2 kilowatt peak installation in the English south-west:






























Output

1800 kWh
Export 900 kWh
FIT 36.5p per kWh
Total value 328.5
Used in the home 900 kWh
Saving in electricity bill 13p per kWh
Total value 117
Total value of installation 445.5

The cost of such an installation today would be about £10,000, meaning a running return of about 4.5%. A PV installation is likely to last 25 years or more, so the installation pays back its cost, but with only a little to spare. In the north of England, the figures would be even less good. PV is nice, but it isn’t a money-spinner. To attract large-scale investment, the FIT might have had to be 50p or more.


Wind is better
A 15 kW turbine at the end of a large rural garden or on a village green would cost about £50,000 (source: Proven Turbines: £41,000 for the turbine and my estimate of £9,000 for installation and grid connection). This machine would generate perhaps 25,000 kilowatt hours on a windy and exposed site with minimal turbulence created by trees. All this would get pumped into the grid. (This is good – you get more cash from exporting the electricity than you would save by using it yourself.)

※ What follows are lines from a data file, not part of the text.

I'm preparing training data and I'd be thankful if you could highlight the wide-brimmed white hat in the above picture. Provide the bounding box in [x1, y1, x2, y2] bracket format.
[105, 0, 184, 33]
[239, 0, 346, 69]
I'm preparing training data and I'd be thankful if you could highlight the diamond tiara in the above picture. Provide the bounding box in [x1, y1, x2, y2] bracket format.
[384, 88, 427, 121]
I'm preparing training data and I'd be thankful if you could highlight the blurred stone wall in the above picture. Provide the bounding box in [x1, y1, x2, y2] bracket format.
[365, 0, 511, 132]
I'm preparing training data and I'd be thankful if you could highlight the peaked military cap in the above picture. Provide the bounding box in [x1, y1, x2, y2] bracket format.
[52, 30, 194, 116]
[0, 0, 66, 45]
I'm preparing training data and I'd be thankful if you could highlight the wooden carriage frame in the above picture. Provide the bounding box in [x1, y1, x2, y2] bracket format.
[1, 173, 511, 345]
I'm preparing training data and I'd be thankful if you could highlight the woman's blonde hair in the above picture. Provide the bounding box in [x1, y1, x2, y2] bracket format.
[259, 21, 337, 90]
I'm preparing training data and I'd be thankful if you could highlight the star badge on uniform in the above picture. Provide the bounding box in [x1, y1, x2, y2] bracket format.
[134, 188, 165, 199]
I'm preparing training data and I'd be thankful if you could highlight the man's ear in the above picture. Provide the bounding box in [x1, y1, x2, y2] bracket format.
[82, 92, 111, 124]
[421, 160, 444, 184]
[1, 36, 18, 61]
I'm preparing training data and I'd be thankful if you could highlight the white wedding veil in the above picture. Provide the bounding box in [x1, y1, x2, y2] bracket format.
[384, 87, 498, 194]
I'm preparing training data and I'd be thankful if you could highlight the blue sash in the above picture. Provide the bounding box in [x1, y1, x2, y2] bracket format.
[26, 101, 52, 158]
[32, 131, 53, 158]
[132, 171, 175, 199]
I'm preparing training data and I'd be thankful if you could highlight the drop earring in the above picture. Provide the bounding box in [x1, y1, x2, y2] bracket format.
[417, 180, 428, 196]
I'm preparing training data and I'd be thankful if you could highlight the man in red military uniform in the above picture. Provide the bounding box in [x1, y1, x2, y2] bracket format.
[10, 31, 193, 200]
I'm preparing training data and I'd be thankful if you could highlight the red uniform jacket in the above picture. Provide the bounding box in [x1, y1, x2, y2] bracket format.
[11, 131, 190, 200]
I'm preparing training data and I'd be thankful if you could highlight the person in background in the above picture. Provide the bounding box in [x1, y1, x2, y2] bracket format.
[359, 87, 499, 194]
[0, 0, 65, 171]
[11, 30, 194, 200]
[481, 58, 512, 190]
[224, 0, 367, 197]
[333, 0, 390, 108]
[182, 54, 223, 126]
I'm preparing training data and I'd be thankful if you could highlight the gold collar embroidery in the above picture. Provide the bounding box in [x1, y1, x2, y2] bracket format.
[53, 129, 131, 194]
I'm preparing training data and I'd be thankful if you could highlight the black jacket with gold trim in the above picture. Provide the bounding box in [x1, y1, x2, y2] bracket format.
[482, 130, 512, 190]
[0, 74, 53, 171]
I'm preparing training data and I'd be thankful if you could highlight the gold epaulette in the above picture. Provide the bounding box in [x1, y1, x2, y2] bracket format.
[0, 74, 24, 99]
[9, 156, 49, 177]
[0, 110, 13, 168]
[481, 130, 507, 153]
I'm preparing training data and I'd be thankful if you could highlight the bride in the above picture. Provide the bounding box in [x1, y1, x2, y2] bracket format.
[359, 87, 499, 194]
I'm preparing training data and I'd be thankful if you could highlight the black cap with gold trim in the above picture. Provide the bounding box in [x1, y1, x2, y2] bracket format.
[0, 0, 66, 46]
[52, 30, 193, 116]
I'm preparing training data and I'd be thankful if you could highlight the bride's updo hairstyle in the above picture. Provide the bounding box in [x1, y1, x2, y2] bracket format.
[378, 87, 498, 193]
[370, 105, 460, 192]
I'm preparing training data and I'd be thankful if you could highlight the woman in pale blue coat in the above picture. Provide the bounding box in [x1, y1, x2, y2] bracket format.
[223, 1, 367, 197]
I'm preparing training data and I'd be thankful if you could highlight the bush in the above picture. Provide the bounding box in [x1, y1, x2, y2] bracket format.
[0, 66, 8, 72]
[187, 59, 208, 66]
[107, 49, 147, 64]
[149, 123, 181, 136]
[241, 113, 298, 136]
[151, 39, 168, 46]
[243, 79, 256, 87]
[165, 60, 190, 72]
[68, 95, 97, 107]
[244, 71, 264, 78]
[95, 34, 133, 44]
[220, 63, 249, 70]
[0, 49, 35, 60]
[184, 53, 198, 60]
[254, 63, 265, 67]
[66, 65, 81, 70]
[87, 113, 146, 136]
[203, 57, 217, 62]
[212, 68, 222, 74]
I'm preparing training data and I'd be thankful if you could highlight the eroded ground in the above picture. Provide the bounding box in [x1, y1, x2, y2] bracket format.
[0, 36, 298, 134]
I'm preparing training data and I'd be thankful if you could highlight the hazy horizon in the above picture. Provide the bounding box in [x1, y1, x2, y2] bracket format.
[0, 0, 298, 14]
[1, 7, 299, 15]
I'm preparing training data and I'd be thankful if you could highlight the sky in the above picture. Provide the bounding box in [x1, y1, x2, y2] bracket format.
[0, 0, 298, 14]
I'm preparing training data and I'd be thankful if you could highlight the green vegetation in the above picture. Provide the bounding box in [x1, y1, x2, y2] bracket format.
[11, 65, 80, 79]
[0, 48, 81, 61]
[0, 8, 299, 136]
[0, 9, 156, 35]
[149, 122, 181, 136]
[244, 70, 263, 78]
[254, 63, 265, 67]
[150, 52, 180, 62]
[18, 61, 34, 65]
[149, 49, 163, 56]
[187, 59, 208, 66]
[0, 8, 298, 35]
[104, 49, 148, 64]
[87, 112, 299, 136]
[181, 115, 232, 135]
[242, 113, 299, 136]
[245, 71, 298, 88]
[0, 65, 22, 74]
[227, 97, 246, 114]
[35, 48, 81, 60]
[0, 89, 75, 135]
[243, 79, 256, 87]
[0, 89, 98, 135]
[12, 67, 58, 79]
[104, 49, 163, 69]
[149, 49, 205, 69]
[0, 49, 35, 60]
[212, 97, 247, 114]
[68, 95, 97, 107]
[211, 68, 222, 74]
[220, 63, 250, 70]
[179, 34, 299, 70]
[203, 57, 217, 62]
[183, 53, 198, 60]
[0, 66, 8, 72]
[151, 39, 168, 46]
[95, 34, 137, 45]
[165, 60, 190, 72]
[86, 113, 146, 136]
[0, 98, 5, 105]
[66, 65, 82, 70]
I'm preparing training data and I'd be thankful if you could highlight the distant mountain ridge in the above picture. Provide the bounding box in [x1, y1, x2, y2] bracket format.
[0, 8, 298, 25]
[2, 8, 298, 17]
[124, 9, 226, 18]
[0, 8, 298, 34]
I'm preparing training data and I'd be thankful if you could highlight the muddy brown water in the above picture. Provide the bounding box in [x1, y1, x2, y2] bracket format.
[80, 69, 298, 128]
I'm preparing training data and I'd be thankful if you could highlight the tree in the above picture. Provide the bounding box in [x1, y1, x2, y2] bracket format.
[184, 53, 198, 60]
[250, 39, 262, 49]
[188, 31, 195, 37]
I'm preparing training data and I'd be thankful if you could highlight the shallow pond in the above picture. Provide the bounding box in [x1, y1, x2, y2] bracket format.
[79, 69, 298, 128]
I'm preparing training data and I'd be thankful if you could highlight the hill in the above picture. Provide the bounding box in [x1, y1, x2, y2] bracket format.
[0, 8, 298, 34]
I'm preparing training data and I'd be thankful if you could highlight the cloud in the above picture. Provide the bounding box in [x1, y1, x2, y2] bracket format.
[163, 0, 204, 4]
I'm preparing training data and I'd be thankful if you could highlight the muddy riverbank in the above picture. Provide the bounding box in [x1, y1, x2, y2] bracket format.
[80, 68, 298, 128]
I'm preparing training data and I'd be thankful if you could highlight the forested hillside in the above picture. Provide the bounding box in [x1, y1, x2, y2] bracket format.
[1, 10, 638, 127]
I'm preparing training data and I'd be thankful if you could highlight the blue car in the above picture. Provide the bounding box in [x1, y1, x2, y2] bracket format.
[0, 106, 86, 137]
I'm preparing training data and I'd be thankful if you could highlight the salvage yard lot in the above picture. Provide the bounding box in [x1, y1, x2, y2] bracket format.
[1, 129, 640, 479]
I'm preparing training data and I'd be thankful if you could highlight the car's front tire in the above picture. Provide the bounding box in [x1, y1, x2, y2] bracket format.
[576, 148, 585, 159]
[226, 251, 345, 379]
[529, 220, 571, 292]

15 kilowatt wind turbine in a good location:
























Output

25,000 kWh
Export 25,000 kWh
FIT 23p per kWh
Total value 5750
Less: yearly maintenance cost (estimate) 750
Total value of installation 5000

If these estimates are correct, the return on a 15 kilowatt turbine would be 10% p.a. A machine should last twenty years or more. It isn’t a return that would excite Goldman Sachs, but it isn’t bad. Go for a wind turbine, not for the more glamorous solar panels.